Today we know that the gigantic collection of stories Kathasaritsagara is actually just a tiny surviving fragment of a much larger, lost epic called the Brihatkatha.
Here is the story of how a grammatical mistake by a king led to the burning of one of the world’s greatest books.
1. The King’s Humiliation
The story begins in the court of King Salivahana (often identified with the Satavahana dynasty in Pratisthana, modern-day Paithan). While Salivahana was a great conqueror, he was uneducated in Sanskrit grammar.
One day, while playing in the water with his queens, he splashed water on one of them. The queen, tired of the splashing, cried out in Sanskrit: “Modakaih tadaya!”
The king could not understand. All the queens laughed. Humiliated in front of his court, the King fell into a deep depression and refused to eat until he could master Sanskrit.
2. The Great Wager
The King had two ministers – Gunadhya and Panini.
Gunadhya told the King it would take twelve years to master Sanskrit grammar.
Panini claimed he could teach the King in just six months.
Gunadhya found this impossible. In a fit of pride, he made a terrible vow: “If you succeed in teaching him in six months, I will forever renounce the use of Sanskrit, Prakrit, and the vernacular languages of men.”
Panini accepted. Using a simplified grammar technique, he successfully taught King Salivahana within six months. Gunadhya lost the wager.
3. The Language of the Goblins (Paisachi)
True to his word, Gunadhya silenced himself. He could no longer speak or write in the languages of the elite (Sanskrit) or the common people (Prakrit). He retreated into the Vindhya forests.
There, he encountered the Pisachas (goblins or spirits). Since he had not renounced the “language of the goblins,” he learned Paisachi (a now-extinct or lost dialect).
In this strange, rough tongue, he decided to compose a massive epic. Lacking ink and paper in the wild, he used his own blood as ink and wrote on tree bark. Over seven years, he wrote the Brihatkatha (“The Great Story”), a massive epic of 700,000 verses— seven times the length of the Mahabharata.
4. The Rejection and the Fire
Gunadhya sent the manuscript to King Salivahana, hoping the King would appreciate the literature despite their past rivalry.
However, King Salivahana rejected it with disgust as It was written in Paisachi
(considered a lowly, “barbaric” language) and also in human blood
Heartbroken by the rejection, Gunadhya climbed a hill in the forest.
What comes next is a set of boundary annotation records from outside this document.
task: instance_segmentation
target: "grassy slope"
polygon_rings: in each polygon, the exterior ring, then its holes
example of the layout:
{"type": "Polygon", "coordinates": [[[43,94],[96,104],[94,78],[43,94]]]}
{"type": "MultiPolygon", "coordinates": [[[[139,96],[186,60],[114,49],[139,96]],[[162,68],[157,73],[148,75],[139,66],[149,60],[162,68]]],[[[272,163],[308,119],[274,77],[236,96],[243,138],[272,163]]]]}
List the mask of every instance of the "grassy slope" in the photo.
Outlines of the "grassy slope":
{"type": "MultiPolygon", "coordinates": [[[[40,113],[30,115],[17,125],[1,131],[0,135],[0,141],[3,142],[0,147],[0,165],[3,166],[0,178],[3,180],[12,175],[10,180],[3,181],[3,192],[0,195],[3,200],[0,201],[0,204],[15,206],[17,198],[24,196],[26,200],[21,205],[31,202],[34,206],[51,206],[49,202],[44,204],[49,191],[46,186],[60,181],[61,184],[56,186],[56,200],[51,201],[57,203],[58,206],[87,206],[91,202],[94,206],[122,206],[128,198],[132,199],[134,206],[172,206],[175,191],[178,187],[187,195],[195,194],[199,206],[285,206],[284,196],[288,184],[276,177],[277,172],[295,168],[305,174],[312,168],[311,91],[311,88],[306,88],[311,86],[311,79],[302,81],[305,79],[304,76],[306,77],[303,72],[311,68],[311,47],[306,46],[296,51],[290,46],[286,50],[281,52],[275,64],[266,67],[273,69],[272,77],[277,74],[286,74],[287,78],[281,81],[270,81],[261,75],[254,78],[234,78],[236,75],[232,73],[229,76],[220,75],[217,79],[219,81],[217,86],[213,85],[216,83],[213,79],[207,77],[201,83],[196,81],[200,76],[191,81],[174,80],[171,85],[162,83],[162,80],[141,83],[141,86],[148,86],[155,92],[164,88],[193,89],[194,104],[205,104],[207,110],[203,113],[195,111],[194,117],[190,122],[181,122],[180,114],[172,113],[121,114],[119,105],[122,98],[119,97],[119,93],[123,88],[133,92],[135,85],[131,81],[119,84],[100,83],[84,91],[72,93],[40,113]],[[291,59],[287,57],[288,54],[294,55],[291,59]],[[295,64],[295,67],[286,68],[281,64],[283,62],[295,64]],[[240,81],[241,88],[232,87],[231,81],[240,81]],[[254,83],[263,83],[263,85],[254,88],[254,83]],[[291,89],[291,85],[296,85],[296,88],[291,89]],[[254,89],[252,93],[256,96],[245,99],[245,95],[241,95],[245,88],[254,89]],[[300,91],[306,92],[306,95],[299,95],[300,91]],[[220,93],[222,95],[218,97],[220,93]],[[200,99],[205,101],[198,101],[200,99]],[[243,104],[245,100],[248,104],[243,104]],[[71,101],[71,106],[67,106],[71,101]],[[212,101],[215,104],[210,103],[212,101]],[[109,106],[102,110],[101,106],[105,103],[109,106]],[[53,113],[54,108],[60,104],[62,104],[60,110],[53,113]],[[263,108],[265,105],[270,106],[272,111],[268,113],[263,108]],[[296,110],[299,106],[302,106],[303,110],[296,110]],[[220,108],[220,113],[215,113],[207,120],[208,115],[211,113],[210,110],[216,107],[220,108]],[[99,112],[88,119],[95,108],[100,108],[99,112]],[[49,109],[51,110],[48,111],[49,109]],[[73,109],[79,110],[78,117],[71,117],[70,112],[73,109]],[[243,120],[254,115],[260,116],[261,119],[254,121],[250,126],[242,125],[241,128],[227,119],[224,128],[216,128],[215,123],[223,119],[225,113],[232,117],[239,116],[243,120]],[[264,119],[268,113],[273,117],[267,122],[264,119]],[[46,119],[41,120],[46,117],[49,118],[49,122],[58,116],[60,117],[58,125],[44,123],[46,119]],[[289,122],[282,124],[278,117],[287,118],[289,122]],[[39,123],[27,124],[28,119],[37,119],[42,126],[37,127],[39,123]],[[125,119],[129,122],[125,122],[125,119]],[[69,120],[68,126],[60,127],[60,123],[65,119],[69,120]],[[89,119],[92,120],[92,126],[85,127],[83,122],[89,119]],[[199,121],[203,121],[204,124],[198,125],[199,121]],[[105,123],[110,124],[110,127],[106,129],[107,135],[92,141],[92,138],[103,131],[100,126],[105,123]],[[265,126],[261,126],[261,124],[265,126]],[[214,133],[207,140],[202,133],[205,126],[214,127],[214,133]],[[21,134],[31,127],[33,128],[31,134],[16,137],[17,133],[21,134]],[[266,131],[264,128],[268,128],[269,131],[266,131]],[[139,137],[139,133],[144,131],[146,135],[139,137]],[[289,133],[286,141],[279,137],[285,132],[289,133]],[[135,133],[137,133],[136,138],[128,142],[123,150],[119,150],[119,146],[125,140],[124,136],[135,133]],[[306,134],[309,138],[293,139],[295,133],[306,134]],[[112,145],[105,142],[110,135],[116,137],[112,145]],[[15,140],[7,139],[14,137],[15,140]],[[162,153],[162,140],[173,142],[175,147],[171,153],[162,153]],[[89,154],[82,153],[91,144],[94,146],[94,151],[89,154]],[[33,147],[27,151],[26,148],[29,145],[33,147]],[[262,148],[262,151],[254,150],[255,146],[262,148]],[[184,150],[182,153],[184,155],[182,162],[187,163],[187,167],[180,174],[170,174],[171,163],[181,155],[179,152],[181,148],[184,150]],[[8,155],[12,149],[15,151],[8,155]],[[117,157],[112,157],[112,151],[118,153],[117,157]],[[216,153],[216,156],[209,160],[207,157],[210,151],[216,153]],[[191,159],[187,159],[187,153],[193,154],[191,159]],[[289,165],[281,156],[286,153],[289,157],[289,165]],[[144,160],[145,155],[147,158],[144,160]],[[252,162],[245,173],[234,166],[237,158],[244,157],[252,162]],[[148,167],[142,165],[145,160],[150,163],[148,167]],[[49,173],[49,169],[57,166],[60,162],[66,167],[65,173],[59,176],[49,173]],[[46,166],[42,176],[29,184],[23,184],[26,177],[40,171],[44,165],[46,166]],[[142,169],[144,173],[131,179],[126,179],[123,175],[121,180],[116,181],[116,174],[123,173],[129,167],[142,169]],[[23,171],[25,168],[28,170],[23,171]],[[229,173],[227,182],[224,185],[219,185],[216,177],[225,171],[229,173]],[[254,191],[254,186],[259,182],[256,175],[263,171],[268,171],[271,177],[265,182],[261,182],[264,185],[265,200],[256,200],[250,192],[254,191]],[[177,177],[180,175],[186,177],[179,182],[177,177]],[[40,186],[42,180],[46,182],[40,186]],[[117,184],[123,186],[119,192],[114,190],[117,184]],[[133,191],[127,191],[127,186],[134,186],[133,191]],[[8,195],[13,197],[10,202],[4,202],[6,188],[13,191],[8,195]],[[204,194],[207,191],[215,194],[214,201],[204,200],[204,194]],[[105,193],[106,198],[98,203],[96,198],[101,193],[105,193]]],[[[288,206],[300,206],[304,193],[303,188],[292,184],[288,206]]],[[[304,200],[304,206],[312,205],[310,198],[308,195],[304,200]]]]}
He lit a large sacred fire. He began to read his epic aloud. As he finished reading each page, he threw it into the fire.
The story was so enchanting that the deer, boars, and birds of the forest stopped grazing and stood motionless, weeping as they listened.
5. Saving the Fragment
Meanwhile, King Salivahana fell ill. His doctors prescribed game meat, but the hunters returned empty-handed. They reported that all the animals in the forest had starved themselves because they were too busy listening to a wild man reading stories on a hill.
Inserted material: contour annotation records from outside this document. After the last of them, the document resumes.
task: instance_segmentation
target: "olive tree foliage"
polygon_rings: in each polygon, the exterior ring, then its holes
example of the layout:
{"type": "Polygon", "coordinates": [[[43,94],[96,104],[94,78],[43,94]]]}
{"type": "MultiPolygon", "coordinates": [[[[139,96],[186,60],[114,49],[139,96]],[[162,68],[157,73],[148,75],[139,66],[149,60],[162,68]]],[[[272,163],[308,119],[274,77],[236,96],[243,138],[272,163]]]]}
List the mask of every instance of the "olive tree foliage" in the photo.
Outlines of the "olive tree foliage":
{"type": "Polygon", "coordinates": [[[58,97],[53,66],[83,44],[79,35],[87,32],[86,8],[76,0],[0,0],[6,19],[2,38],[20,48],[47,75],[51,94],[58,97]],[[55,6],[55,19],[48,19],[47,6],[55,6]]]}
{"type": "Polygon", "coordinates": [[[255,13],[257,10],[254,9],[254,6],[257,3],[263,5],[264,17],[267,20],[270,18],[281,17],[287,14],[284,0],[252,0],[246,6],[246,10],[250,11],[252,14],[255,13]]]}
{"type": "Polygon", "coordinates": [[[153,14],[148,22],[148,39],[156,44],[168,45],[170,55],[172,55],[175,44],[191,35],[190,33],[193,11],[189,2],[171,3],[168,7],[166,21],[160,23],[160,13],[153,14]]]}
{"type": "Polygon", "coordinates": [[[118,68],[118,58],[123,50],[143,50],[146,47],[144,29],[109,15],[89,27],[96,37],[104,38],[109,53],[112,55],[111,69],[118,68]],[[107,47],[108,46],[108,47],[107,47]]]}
Curious, the King went to the forest. He saw the emaciated Gunadhya reading to a trance-like circle of animals. The King realized that this “wild man” was his old minister Gunadhya and that the work he was burning was a masterpiece.
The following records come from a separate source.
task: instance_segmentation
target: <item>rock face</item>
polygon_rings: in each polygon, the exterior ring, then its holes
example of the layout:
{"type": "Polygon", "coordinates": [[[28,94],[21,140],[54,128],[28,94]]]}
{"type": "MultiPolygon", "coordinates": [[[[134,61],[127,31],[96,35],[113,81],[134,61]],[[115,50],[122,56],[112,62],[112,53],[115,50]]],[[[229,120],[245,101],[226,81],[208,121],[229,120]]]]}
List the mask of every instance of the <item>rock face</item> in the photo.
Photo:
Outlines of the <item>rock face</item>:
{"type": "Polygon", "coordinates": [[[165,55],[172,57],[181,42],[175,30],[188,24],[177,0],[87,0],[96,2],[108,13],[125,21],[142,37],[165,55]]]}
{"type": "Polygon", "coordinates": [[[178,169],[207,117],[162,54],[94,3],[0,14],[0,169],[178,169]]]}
The King rushed forward and grabbed Gunadhya’s hand, begging him to stop. But it was too late. Gunadhya had already burned six of the seven books (600,000 verses). Only one book—the seventh—remained.
The King took the surviving manuscript back to his palace and decreed that it be preserved and translated.
6. The Legacy: Kathasaritsagara
Kashmiri poet Somadeva created Sanskrit adaptations of the Brihatkatha. It was today known as the Kathasaritsagara.
NB-
The Kathasaritsagara is arguably the largest and most complex collection of stories ever produced by a single human mind. It is nearly twice as long as the Iliad and the Odyssey combined.
The Nested Stories:
As the king in the story travels, he meets people who tell him stories. The characters in those stories tell other stories. It is not uncommon to be five or six layers deep into a narrative.
Stories from the Kathasaritsagara migrated westward via the Silk Road to Persia. They formed the skeleton of the Arabian nights and the famous Grimms fairy tale of Europe.